London's ambition to overtake New York as the world's pre-eminent city faces a big obstacle: its gateway, Heathrow Airport, is enough to make visitors feel like flying home before they even see Big Ben, Buckingham Palace or the financial superhub known as the City.

Notorious security checks, a labyrinthine layout and shoddy service combine to form the "Heathrow Hassle."

With fears mounting of chaos when the city hosts the Olympics in 2012, government officials and business figures are calling for urgent improvements at the world's third-busiest airport.

In the past week, Heathrow has come under a barrage of criticism.

London Mayor Ken Livingstone called it a "shame" on London. A junior government minister said the airport is so infuriating it could hurt London's business prospects. And a business executive remarked that some people will do anything to avoid flying through Heathrow.

The airport once was a name that evoked the jet-set allure of international travel. In recent years, however, it's become associated more with complaints about crowded terminals, long shuffles through security and passport lines, lost luggage and a depressing decor.

The hammering began with news that Heathrow would seek a broad injunction against protests planned at the airport for mid-August by groups opposed to plans to build a third runway, which opponents say would severely increase noise and air pollution.

Green groups said the injunction was so broad it would allow police to detain potential protesters not just at the airport but on the London Underground, the railway network and highways near Heathrow.

"This is the mother of all injunctions. We've long known the airport operators to be arrogant, but trying to ban 5 million people from coming near them is conceited even by their standards," said John Stewart, the chairman of the Hacan group that opposes the new runway.

Livingstone was livid.

"Someone there must be out of their skull," the outspoken mayor said Tuesday, referring to officials at the British Airports Authority, which runs Heathrow and London's other two airports, Gatwick and Stansted. "What BAA has done is guarantee massive coverage of what was going to be a minor encampment."

Livingstone didn't limit his criticism.

"Certainly Heathrow does shame London. It is typical of the English short-termism, lack of planning, lack of investment," he said.
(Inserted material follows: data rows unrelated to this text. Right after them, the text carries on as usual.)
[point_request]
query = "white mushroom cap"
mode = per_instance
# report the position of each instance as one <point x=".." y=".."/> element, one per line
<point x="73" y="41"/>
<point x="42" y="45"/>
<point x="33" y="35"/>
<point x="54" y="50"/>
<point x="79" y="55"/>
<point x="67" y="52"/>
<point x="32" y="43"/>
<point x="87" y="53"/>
"Its quite clear the current management, and management before them, thought they could keep people almost as prisoner in this ghastly shopping mall so they can extract vast sums of money from them while they wait in appalling conditions."

A spokeswoman for BAA said the airport has been plagued by the lengthy legal and planning process required for improvements. For example, the airport's nearly completed fifth terminal was held up for 20 years by red tape.

Terminal 5 is to open in March and will allow the airport to raise its annual passenger capacity by 30 million, said the spokeswoman, who spoke on customary condition of anonymity.

Heathrow was designed to serve about 45 million passengers a year but now sees around 68 million.

Of the world's five busiest airports, it ranked last for on-time performance in 2006, with only 67 percent of flights arriving as scheduled compared to Tokyo's Haneda Airport, which had an on-time performance of 95 percent, according to Portland, Ore.-based FlightStats.

Both Chicago's O'Hare International and Atlanta's Hartsfield-Jackson airports, the world's two busiest, had on-time performances of about 73 percent, FlightStats said.

BAA plans refurbishments, new inter-terminal transports and other projects it says will make Heathrow a new airport by the 2012 Summer Games.

But Economics Secretary Kitty Ussher warned this week that the airport's hassles could discourage business.

"I don't want New York or Dubai executives saying 'Oh God, I don't want to go through Heathrow,'" she was quoted as saying in The Financial Times.

Sir Thomas Harris, vice chairman of Standard Chartered capital Markets, told the newspaper that Heathrow faces stiff competition from rival transport hubs.

"There are lots of people who will fly through Amsterdam, Paris or Frankfurt or do almost anything to avoid a Heathrow connection if they can," he said.